Vic Fangio's defense last season turned in an admirable effort in the face of catastrophic personnel losses due to the injury bug. The Denver Broncos lost eight-time Pro Bowl edge rusher Von Miller before the season began, and suffered through a litany of injuries both on the defensive line and in the secondary.
The list of names to land on injured reserve last year was a who's who of impact players, from defensive lineman Jurrell Casey, to starting nose tackle Mike Purcell, to top-10 cornerback Bryce Callahan, to even rookies and up-and-comers like Essang Bassey and Kevin Tolliver II. Even when it wasn't the injury bug, the Broncos still dealt with key personnel losses, like in the case of No. 1 corner A.J. Bouye, who dealt with a shoulder suffered in Week 1 and later a concussion before being forced out for the final quarter of the season as a result of a PED suspension.
Fangio was like the little Dutch boy with his finger in the dike. As soon as he plugged one hole, another sprung open.
However, with the upgrades the Broncos have made defensively — procured through free agency — and by virtue of the sheer volume of talent returning from IR, this defense looks mighty ferocious on paper.
It's so impressive that ESPN's Mike Clay projects the Broncos' defense to be No. 1 in the NFL in 2021.
Although the likes of Casey and Bouye have hit the bricks, the Broncos have acquired more talent than they've lost. Denver signed two cornerbacks in the first wave of free agency in Ronald Darby and Kyle Fuller, and later ex-Minnesota Vikings defensive lineman Shamar Stephen.

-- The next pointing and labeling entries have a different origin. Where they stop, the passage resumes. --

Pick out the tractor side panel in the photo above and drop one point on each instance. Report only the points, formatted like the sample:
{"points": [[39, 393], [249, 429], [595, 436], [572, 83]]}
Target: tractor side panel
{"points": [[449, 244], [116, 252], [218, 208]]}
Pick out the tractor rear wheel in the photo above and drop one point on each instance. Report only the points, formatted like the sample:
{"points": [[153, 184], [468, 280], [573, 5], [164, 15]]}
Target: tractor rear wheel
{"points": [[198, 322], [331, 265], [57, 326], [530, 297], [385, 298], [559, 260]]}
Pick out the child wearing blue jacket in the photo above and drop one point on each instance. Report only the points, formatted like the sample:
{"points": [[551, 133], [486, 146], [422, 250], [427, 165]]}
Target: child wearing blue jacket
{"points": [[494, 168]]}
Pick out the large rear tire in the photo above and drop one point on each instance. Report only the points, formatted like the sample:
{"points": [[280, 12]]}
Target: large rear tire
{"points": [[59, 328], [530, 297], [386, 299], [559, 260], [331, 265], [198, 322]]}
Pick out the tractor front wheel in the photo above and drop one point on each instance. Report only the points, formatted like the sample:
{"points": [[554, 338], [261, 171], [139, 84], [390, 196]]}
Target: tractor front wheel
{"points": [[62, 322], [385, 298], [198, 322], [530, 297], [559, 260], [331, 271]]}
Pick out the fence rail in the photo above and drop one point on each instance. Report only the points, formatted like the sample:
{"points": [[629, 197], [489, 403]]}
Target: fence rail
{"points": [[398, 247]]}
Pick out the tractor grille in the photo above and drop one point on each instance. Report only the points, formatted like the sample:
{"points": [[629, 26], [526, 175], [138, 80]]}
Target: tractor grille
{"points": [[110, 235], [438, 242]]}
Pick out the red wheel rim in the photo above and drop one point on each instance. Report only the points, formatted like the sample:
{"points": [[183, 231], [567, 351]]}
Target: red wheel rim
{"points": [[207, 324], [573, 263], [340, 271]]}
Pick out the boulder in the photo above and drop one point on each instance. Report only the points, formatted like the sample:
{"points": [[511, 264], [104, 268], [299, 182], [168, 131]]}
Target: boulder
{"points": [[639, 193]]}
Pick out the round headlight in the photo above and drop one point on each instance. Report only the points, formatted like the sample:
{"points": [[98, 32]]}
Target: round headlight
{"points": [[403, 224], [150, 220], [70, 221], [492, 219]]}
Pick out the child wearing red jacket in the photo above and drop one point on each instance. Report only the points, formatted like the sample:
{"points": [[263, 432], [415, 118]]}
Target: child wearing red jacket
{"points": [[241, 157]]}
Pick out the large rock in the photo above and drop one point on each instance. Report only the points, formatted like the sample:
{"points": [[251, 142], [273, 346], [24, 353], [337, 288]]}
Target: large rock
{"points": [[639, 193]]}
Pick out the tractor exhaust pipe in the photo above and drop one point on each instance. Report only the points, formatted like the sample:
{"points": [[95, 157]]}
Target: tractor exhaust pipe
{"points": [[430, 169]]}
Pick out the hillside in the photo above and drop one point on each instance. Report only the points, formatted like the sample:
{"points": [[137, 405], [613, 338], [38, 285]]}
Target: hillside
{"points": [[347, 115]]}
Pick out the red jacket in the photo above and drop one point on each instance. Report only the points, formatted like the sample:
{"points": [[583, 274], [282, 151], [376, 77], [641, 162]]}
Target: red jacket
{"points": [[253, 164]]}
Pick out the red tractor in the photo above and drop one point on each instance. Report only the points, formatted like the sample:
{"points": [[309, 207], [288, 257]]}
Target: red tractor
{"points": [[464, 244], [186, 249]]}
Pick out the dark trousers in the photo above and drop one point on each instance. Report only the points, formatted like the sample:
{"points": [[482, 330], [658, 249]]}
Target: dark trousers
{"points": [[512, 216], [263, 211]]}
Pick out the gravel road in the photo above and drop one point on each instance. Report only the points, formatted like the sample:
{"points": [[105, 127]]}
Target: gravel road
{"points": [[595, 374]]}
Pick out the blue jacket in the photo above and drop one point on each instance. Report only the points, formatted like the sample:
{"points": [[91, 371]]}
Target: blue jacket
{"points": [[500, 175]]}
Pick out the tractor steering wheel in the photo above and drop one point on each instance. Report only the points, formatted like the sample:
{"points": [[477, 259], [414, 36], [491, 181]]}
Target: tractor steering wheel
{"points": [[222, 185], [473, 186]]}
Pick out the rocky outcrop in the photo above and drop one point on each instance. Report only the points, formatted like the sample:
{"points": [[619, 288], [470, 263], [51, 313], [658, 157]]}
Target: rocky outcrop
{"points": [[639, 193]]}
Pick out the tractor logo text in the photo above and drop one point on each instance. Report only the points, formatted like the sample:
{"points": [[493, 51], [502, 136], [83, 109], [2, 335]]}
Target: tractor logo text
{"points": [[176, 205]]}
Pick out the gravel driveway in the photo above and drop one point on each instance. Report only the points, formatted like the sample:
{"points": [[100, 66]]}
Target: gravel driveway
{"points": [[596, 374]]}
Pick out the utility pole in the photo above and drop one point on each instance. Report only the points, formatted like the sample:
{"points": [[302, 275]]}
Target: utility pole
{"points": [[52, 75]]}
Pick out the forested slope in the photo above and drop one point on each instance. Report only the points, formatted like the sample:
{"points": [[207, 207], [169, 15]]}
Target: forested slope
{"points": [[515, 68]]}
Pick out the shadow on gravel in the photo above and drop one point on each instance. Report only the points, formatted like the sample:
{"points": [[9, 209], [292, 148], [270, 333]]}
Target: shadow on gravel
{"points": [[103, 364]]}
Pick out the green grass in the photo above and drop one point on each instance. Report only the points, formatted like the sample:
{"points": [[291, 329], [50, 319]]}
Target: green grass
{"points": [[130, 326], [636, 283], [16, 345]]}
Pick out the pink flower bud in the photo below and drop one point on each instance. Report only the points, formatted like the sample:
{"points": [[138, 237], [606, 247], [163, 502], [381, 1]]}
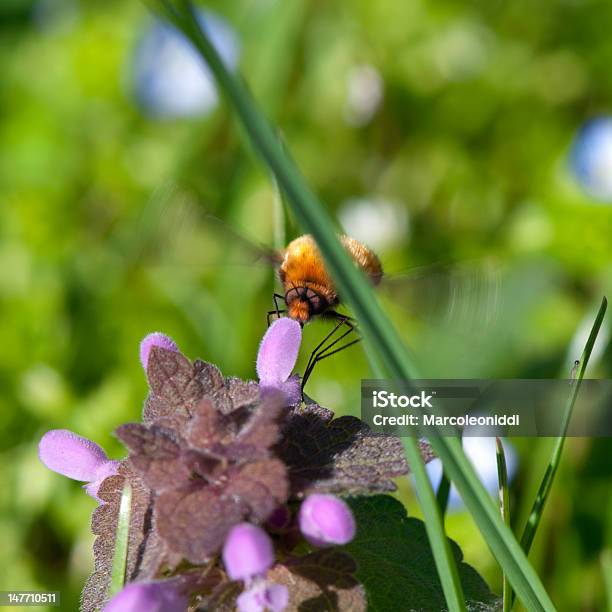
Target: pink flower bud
{"points": [[247, 552], [155, 339], [326, 520], [278, 351], [263, 596], [159, 596], [71, 455], [276, 359]]}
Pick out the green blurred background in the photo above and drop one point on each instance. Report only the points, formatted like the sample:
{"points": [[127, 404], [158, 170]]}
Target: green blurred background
{"points": [[439, 130]]}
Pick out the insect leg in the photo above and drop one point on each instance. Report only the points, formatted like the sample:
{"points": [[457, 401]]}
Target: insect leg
{"points": [[275, 297], [318, 354], [340, 323], [276, 312]]}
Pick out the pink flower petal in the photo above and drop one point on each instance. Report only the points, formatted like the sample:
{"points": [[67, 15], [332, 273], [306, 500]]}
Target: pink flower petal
{"points": [[263, 596], [158, 596], [247, 552], [71, 455], [278, 351], [326, 520], [155, 339]]}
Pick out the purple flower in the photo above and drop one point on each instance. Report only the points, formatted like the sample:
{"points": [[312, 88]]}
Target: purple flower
{"points": [[76, 457], [276, 359], [159, 596], [326, 520], [155, 339], [247, 552], [263, 596]]}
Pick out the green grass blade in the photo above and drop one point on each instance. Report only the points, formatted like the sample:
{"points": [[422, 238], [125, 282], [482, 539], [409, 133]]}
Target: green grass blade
{"points": [[434, 525], [121, 541], [606, 570], [504, 507], [443, 493], [535, 515], [377, 330]]}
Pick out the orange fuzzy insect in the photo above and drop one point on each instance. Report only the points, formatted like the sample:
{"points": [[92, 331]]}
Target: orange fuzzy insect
{"points": [[309, 289]]}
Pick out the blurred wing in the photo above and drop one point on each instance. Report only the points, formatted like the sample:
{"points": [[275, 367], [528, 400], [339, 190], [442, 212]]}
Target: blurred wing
{"points": [[464, 296], [174, 232]]}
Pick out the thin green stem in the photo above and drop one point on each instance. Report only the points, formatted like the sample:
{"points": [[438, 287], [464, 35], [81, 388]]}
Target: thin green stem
{"points": [[504, 507], [121, 541], [442, 494], [537, 509]]}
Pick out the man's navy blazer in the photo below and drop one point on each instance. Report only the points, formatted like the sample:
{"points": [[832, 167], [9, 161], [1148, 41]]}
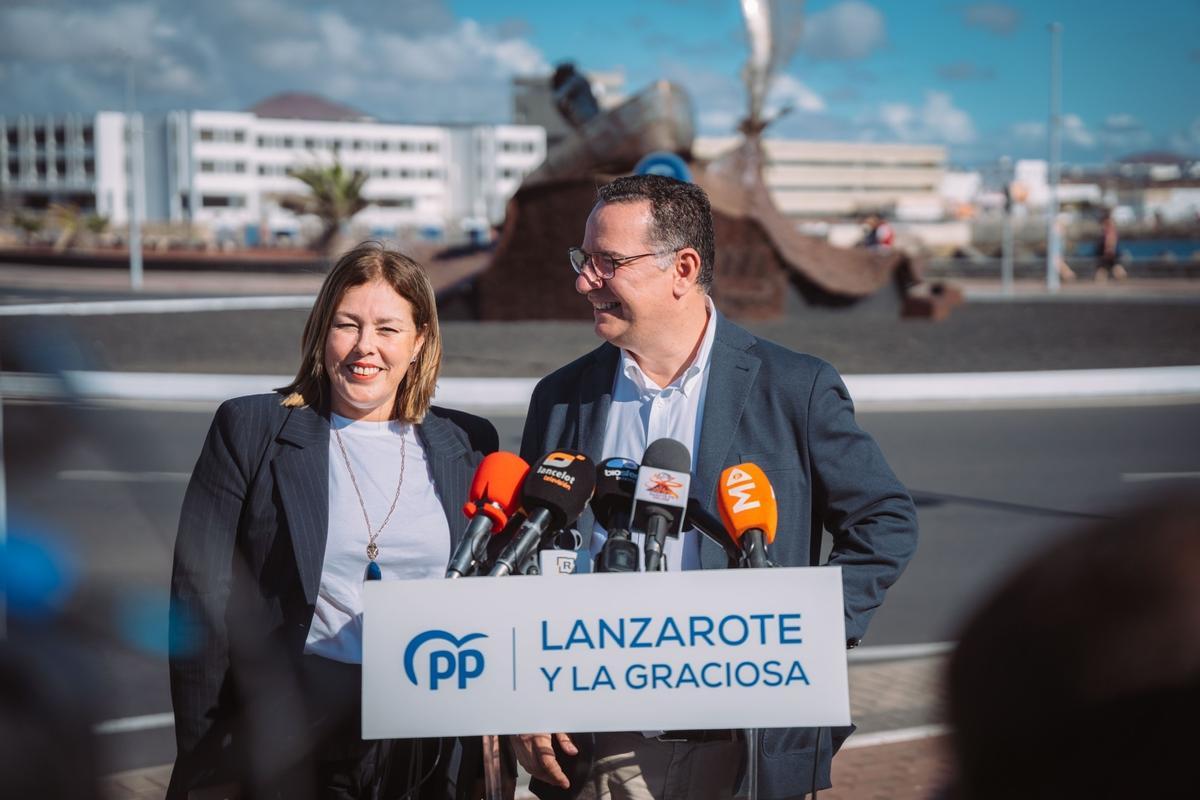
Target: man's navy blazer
{"points": [[249, 558], [791, 415]]}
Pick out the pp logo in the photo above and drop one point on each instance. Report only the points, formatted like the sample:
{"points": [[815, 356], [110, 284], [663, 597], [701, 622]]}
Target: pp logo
{"points": [[443, 662]]}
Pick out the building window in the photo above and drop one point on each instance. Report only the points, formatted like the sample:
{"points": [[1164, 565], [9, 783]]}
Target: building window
{"points": [[393, 202], [223, 202]]}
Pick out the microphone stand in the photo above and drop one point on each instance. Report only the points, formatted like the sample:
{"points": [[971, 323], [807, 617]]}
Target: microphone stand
{"points": [[493, 774]]}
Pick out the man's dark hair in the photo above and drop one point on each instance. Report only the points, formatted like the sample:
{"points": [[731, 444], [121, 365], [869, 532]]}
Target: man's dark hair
{"points": [[679, 215]]}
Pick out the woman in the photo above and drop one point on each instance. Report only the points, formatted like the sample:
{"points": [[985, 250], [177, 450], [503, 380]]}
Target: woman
{"points": [[347, 474]]}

New GM George Paton got the Broncos over the hump with Pro Bowl safety Justin Simmons, re-signing him to a record contract, while re-signing D-line leader Shelby Harris, and optioning the final year on Miller's contract.
Throw in the return of Purcell at the pivot and Simmons' partner Kareem Jackson on a reduced team-friendly deal, and it's a defense teeming with menace. However, a defense is only as good as its depth and that's where the Broncos could run into some issues.
Fortunately, the NFL draft is just around the corner and the Broncos are likely to fill a few key spots a little lower on the depth chart to round out any possible rough edges. The Broncos could have a defense that'll make the team competitive.
The fly in the ointment? The offense, which Clay has ranked No. 28. It's a unit still in chrysalis.
While some fans hope and expect the Broncos to draft a quarterback in the top-10, the odds point to Drew Lock reprising his role as the starter in 2021. That side of the ball for the Broncos is also teeming with talent but it's mostly unproven and in-potentia.
All it'll take to fully realize it is a quarterback to be that tide that raises all ships. With Lock getting offensive coordinator Pat Shurmur back — the first time the QB has had the same playbook year-over-year since his sophomore-to-junior campaigns at Mizzou — there's optimism in Dove Valley that Lock could well turn the proverbial corner.
If that happens, combined with Fangio's defensive acumen and the talent at his disposal, the Broncos could be a surprise from-worst-to... competitive team in 2021. Provided, of course, that Lock doesn't fail to launch.
Everything Looks Better on Paper
Again, on paper, things are shaping up well for the Broncos and by virtue of the law of averages, this team is due for some sunshine soon. But remember, Clay predicted the Broncos to be a playoff team in 2020 (as did I).
None could foresee the pandemic that rocked the world and the NFL, which wreaked all sorts of calamitous, collateral damage on the Broncos. If this offseason and summer shape up in a more traditional way, with OTAs and mini-camps, a normal training camp, and an actual preseason, I'd be inclined to be bullish once again on the Broncos' outlook for 2021.
Because I project Lock to take that leap forward. It might not be of the quantum variety but it'll be enough to silence the naysayers and win ball games with Fangio's stingy defense in tow.